Alban leva les yeux.
La brute mystérieuse leva les yeux à son tour.
Une main… mais une main menue, blanche, satinée apparut ! Cette main céleste semblait descendre dans la profondeur du cloaque ! Au bout de la main apparaissait un revolver brillant.
Une détonation éclata…
Une langue de feu glissa dans le trou et cette langue de feu frappa le colosse à la tempe droite !
Un long rugissement partit des profondeurs de la citerne. Alban sentit la main qui le tenait à la gorge se desserrer, lâcher. Puis il entendit un corps lourd tomber dans la boue, il sentit cette boue rejaillir sur ses joues et le maculer. Puis un silence terrible régna.

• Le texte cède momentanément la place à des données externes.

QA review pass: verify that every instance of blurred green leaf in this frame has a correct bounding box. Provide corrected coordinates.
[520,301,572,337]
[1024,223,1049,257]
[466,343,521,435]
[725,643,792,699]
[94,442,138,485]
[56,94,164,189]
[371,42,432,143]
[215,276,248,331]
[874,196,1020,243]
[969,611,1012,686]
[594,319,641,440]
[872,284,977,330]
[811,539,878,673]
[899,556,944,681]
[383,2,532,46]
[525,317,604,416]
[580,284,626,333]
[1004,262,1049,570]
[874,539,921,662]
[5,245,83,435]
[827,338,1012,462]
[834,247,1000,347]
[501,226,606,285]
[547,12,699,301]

Il semblait maintenant au reporter qu’il piétinait sur un cadavre dans cette boue d’où il essayait de se déprendre. Il tentait de se cramponner aux parois humides de la citerne, à ces murailles glissantes recouvertes d’une sorte de limon puant ; mais il ne pouvait découvrir aucune aspérité : ses ongles se cassaient, ses doigts saignaient.
Et il enfonçait davantage ! Il pensait que le cadavre s’agrippait à ses jambes et l’entraînait vers le fond de cet abîme monstrueux !
Le vertige de l’horreur le saisit encore.
Il se mit à hurler… Ses hurlements lui retombaient sur la tête comme autant de coups de marteau.
Tout à coup il frémit d’un indicible espoir : il entendait quelque chose glisser le long des parois. Puis une voix douce murmura au-dessus de sa tête ce mot :
— Monte !
Instinctivement le journaliste tâtonna des mains autour de lui, et ses doigts s’accrochèrent à une échelle de corde.
Et alors, avec l’espoir de sortir vivant de cet enfer, il monta, plus fou de joie maintenant qu’il n’avait été fou d’épouvante !
Et, quand l’instant d’après, il se sentit sur un terrain plus ferme, il perdit tout à fait connaissance.